Chapter 96

CHAPTER

I heard footsteps coming down the stairs, shaking me from the trance I’d been in, reading Soneji’s kill diary inside his secret room in the Pine Barrens cabin.

I looked at the last line I’d read: Let them all study me now.

“Alex? You still in there?” Sampson called. “We’ve been outside three hours.”

I shook my head, set Profiles in Homicidal Genius aside with a quarter of the pages still unread, and stood up. “Felt like weeks to me.”

“The dogs have located more bodies,” John said. “Going to be a chore identifying them.”

I shook my head. “Probably not. In his book, he names several of the victims and describes where he buried them. There’s probably more in the pages I didn’t get to. One will be a woman named Cynthia Owens. And you don’t want to know the names of two of them.”

Sampson frowned. “What’s that supposed to mean?”

I gazed around at the bins. “These are murder kits, John. Specific kits assembled so Soneji could practice the methods of serial killers he admired. TBS is the Boston Strangler. NS is the Night Stalker. ZK is the Zodiac Killer, GRK is the Green River Killer, JWG is John Wayne Gacy, and SOS—”

Mahoney came pounding down the stairs. “We’ve got another one, and I need all hands on deck.”

Realizing I desperately needed fresh air, I took a last look at the bins, the macabre treasures, and Soneji’s memoir. When I ducked out of the room, Mahoney and Sampson studied me.

“You look like you’ve seen a ghost,” Ned said.

“I have, in a way. Quite a few, in fact,” I said, jabbing my thumb over my shoulder. “It’s all in there.”

“All what?”

Sampson said, “The names and burial locations of Soneji’s victims.”

“And all the evidence against Soneji—and us,” I said, feeling gutted again. I wanted to cry or rage at everything that had changed so completely inside the spider’s nest.

“Evidence against us? Who is us?” Sampson demanded.

I gazed at John, then Ned. “A long time ago, Soneji duped the FBI, the Virginia state police, the Maryland state police, and the Pennsylvania state police. But most of all, he duped DC Metro’s Homicide team, specifically me and John, when we were junior detectives on our earliest cases.”

Sampson’s expression turned hard. “I do not know what you’re talking about, Alex.”

“I’ll explain it in full on the drive back to DC, but for now, Ned, I don’t think John and I should have anything further to do with this investigation.”

Mahoney rubbed his jaw. “What? Why? Stop talking in opaque loops.”

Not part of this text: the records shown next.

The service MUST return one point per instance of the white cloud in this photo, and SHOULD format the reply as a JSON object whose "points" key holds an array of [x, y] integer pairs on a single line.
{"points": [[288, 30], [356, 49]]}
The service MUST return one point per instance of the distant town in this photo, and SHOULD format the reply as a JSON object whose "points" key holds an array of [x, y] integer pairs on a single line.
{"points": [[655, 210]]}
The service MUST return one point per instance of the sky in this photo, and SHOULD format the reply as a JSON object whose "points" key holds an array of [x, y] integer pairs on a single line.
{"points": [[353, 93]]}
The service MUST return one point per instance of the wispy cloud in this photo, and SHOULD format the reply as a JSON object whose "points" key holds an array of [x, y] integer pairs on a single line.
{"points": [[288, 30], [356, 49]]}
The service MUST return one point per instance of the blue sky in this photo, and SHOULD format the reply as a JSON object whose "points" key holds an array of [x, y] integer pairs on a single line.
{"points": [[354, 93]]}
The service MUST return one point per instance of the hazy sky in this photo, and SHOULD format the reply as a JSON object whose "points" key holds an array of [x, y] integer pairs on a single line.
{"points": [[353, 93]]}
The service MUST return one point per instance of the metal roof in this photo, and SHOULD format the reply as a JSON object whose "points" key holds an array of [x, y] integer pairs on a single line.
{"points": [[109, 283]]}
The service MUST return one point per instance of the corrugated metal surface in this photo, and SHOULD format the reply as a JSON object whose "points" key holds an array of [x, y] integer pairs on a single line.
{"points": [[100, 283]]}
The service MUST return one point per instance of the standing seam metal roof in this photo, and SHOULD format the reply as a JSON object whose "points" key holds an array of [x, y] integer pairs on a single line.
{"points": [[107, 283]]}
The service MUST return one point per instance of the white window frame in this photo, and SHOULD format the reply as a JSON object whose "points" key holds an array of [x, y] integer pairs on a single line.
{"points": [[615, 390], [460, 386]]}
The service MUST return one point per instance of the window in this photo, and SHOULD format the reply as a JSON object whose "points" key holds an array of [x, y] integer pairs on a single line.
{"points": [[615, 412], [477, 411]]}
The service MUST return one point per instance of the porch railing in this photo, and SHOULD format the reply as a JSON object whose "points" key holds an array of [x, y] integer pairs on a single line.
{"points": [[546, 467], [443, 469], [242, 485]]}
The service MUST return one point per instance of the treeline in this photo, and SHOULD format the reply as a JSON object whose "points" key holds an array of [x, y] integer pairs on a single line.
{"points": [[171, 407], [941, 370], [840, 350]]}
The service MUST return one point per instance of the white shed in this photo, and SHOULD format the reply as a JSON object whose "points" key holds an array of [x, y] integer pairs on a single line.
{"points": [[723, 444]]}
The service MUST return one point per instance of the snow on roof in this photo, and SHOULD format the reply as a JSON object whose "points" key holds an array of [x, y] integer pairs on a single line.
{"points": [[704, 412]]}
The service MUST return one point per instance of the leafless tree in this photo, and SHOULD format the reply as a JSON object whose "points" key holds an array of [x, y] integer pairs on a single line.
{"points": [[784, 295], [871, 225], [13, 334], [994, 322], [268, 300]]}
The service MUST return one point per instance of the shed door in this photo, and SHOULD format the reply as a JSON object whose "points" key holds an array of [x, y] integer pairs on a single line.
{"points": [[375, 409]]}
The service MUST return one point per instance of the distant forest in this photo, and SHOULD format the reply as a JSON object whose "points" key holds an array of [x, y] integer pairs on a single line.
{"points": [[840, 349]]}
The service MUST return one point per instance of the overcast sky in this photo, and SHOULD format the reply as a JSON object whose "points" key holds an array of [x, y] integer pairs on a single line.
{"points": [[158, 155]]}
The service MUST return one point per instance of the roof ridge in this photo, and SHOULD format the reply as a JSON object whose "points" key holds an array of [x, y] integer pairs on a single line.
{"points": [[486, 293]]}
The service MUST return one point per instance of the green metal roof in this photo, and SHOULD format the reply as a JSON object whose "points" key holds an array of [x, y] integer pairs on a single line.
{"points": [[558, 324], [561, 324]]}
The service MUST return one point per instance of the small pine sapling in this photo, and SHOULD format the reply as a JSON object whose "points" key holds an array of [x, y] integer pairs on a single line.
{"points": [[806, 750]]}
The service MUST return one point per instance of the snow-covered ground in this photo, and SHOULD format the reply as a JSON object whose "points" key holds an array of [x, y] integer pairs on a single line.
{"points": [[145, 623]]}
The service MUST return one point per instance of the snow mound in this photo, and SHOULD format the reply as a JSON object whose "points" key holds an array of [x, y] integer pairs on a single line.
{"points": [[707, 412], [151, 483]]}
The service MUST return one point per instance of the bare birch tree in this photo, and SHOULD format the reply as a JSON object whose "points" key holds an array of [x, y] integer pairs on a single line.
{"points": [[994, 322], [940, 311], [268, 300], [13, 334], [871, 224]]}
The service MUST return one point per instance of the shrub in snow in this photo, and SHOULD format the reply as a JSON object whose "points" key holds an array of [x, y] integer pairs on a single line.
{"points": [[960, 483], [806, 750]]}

“We can’t be a part of this because we are compromised,” I said. I felt closed in and pushed past them, heading toward the stairs. “Like it or not, culpable or not, Sampson and I had a role in a lot of what happened in this cabin.”

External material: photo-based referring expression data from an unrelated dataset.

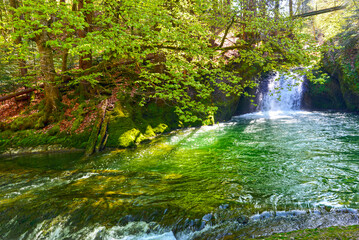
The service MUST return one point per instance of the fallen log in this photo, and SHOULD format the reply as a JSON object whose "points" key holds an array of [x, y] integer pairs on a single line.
{"points": [[313, 13], [19, 93]]}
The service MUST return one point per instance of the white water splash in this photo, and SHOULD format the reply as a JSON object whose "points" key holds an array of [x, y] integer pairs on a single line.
{"points": [[283, 93]]}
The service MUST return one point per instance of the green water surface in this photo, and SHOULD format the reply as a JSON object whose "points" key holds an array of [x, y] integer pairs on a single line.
{"points": [[252, 164]]}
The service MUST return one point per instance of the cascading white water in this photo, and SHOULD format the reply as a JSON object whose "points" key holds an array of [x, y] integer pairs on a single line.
{"points": [[282, 93]]}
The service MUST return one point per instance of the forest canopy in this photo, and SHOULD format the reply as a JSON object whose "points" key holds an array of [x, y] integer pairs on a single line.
{"points": [[175, 51]]}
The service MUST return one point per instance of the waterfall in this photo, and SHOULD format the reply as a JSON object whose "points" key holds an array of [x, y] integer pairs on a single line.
{"points": [[280, 93]]}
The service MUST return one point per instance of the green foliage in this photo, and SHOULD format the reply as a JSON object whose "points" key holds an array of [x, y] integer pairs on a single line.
{"points": [[178, 52]]}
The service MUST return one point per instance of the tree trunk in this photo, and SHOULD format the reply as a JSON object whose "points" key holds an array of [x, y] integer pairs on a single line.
{"points": [[22, 63], [47, 72]]}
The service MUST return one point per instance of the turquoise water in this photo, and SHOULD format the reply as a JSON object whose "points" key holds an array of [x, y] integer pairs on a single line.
{"points": [[254, 175]]}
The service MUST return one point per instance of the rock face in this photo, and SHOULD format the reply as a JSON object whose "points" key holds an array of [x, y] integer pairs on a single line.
{"points": [[323, 96]]}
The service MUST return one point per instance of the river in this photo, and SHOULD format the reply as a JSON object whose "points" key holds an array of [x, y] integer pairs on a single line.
{"points": [[271, 171]]}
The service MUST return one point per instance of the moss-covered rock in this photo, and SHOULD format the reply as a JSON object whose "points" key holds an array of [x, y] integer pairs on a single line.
{"points": [[348, 232], [323, 96], [343, 65], [130, 125]]}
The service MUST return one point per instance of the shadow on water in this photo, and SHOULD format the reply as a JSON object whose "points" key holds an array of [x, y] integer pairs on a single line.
{"points": [[255, 175]]}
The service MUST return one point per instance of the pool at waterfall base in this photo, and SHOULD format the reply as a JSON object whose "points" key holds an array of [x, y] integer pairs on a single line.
{"points": [[276, 170], [258, 174]]}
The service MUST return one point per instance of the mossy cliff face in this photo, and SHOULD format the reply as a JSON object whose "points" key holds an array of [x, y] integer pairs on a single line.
{"points": [[129, 125]]}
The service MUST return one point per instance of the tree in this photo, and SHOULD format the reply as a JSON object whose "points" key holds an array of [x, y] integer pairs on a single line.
{"points": [[176, 51]]}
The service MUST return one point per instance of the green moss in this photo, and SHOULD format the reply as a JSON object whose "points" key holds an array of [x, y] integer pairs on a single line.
{"points": [[348, 232]]}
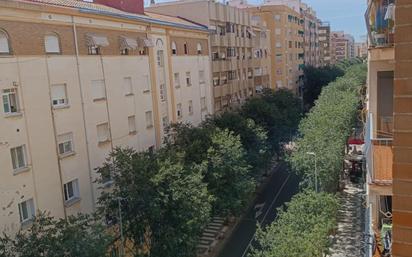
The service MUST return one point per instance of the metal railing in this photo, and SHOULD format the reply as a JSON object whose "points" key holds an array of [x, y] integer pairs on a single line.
{"points": [[380, 22]]}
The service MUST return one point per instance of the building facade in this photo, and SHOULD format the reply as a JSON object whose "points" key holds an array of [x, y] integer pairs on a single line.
{"points": [[237, 48], [287, 44], [325, 51], [389, 126], [77, 80], [343, 46]]}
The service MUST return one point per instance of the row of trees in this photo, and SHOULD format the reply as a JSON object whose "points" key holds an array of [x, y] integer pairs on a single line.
{"points": [[318, 77], [302, 228], [168, 196]]}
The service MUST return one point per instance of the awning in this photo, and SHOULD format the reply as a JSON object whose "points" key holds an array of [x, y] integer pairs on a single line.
{"points": [[128, 43], [250, 30], [96, 40]]}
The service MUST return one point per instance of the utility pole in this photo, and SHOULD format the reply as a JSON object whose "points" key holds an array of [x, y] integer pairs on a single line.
{"points": [[316, 171]]}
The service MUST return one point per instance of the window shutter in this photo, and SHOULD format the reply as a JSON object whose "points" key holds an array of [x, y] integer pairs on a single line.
{"points": [[51, 44], [4, 43]]}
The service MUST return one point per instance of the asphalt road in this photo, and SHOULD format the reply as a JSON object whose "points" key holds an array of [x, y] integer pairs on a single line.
{"points": [[280, 188]]}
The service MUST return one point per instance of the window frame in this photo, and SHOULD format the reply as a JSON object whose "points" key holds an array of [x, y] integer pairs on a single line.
{"points": [[4, 32], [52, 34]]}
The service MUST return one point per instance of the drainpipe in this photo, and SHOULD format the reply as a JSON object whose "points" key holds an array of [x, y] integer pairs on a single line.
{"points": [[83, 114]]}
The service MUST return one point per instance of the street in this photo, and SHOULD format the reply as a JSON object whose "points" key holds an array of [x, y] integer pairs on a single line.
{"points": [[281, 187]]}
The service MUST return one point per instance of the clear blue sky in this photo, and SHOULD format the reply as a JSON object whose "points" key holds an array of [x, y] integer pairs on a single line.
{"points": [[347, 15]]}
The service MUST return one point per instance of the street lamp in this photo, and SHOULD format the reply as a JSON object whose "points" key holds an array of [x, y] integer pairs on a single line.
{"points": [[316, 172], [119, 199]]}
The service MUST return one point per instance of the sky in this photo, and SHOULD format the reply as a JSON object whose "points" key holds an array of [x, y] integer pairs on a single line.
{"points": [[347, 15]]}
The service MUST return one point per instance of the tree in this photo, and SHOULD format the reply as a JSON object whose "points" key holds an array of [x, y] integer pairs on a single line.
{"points": [[277, 112], [252, 136], [166, 204], [227, 173], [301, 228], [326, 128], [80, 235], [316, 79]]}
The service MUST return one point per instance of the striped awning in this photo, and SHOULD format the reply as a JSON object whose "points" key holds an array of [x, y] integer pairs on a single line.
{"points": [[96, 40], [128, 43]]}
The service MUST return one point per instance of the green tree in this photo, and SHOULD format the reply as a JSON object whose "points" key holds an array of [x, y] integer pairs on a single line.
{"points": [[166, 204], [80, 235], [315, 79], [227, 173], [301, 228], [252, 136]]}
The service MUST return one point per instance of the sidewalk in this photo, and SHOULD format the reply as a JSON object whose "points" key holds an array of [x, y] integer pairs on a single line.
{"points": [[349, 236]]}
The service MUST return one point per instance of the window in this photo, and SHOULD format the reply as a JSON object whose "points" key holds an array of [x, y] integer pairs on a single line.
{"points": [[179, 111], [176, 78], [103, 134], [199, 48], [146, 83], [188, 79], [71, 190], [186, 50], [132, 124], [93, 50], [203, 103], [18, 157], [10, 101], [4, 43], [26, 210], [65, 143], [160, 58], [165, 121], [201, 77], [174, 48], [163, 96], [149, 119], [58, 95], [98, 89], [190, 107], [51, 44], [127, 86]]}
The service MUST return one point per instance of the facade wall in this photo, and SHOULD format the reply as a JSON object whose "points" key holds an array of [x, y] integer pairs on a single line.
{"points": [[402, 166], [286, 45], [131, 86]]}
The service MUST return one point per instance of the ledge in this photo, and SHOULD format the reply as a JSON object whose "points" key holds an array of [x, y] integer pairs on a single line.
{"points": [[72, 202], [65, 155], [13, 115], [21, 170]]}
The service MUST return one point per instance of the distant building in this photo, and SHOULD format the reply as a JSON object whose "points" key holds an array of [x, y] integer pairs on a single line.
{"points": [[239, 48], [326, 55], [342, 45]]}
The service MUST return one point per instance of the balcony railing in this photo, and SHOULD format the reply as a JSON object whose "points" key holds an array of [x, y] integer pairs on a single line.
{"points": [[379, 155], [380, 22]]}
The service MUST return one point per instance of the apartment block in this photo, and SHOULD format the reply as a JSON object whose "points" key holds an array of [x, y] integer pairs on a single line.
{"points": [[78, 79], [238, 48], [325, 51], [311, 37], [343, 46], [389, 126], [286, 27]]}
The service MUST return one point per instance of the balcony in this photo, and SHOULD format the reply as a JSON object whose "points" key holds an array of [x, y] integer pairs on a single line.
{"points": [[379, 150], [380, 22]]}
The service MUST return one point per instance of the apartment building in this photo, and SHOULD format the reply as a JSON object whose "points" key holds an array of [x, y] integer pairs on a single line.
{"points": [[237, 48], [389, 126], [77, 80], [287, 37], [343, 46], [325, 52], [311, 37], [361, 49]]}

John came after me as I climbed up from the basement. “What in God’s name are you talking about, Alex?” he yelled.

I ignored him, wanting cold air in my lungs and something in my stomach before I explained it all. He stayed right behind me, and Mahoney followed him. When we were all out on the front porch, I gazed across Soneji’s yard with new and stunned eyes.

“We could have stopped him,” I said. “A long time ago.”

My anguish must have shown on my face because when Sampson spoke again, it was in a lower voice and with more empathy. “What did you mean when you said I didn’t want to know the names of two of the people buried here? Please, brother, you’re upsetting me.”

“And me,” Mahoney said.

“A nineteen-year-old named Joyce Adams was evidently the first to be tortured, killed, and buried here,” I said.

“Joyce Adams?” Sampson said, squinting. “I have no idea who—”

“She was a freshman who disappeared from Princeton University a long time ago, more than a decade before Maggie Rose Dunne was kidnapped from the Washington Day School,” I said. “Bunny Maddox is buried here too.”

Sampson blinked and shook his head slowly as he turned from me. “No.”

“Yes, John,” I said firmly. “And I believe ballistics will prove that the forty-four-caliber Bulldog pistol down in that room fired the bullets that killed Conrad Talbot and the two hospital techs. The rope we found in the van? Soneji stole it from Diggs’s game pole to use on Brenda Miles.

It was all an elaborate frame job designed to ensure that evidence of Soneji’s early killings pointed straight at Diggs and Beech. ”

Looking into the middle distance, my oldest friend shook his head again, then faced me. “Diggs kept telling us he was innocent.”

“I remember.”

“Everyone said the evidence against him was ironclad. Jury. Appeals courts. Everyone.”

“Every single one,” I replied.

Sampson’s defenses broke down then. There was a tremor in his voice and a glassiness in his eyes when he choked out, “We helped put an innocent man…”

“We did,” I said, and the damage to my reputation and my belief in the judicial system felt completely and utterly irrevocable.